(5) **The Rephaims.**—Described as an Amorite tribe (Amos 2:9) of great stature, settled in Bashan, where Moses conquered them (Joshua 13:12). We find them also on the other side of Jordan, in Mount Ephraim ( Joshua 17:15), on the western side of Jerusalem (Joshua 15:8; Joshua 18:16; 2Samuel 5:18; 2Samuel 5:22), and even among the Philistines (2Samuel 21:16; 2Samuel 21:18). In many of these places the word is wrongly translated *giants. *From this wide dispersion of them we may safely conclude that they belonged to the earlier settlers in the land and that only their rulers, like Og (Joshua 9:10), were Amorites.

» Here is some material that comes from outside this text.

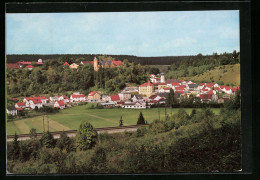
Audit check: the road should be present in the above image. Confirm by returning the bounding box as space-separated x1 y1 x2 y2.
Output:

**Ashteroth Karnaim.**—*The two-horned Astarte, *the Phœnician Venus, identified by the Rephaim with the moon. Her worship had, no doubt, been introduced by the Amorites. This city was the capital of Og (Deuteronomy 1:4), and is called *Be-Eshtera, *“the house of Astarte,” in Joshua 21:27. Its remains have been found at Tell-Ashtereh, in the Hauran, about two leagues from the ancient Edrei.
**The Zuzim.**—Called in Deuteronomy 2:20 Zamzummim, where they are identified with the Rephaim, of which stock they were an inferior branch. Their capital, *Ham, *has been identified with Hameitât, about six miles to *the *east of the lower part of the Dead Sea (Tristram, *Land of Moab, *p. 117).
**The Emims.**—Of these also we read in Deuteronomy 2:10-11 : “The Emim . . . also were accounted Rephaim, as the Anakim.”
**In Shaveh Kiriathaim.**—More probably, *in the plain of Kiriathaim. *This city, given to the tribe of Reuben (Numbers 32:37), was, upon the decay of the Israelites upon the east of Jordan, re-occupied by the Moabites (Jeremiah 48:1), who had taken it from the Emim.
Charles John Ellicott (1819–1905). Public Domain.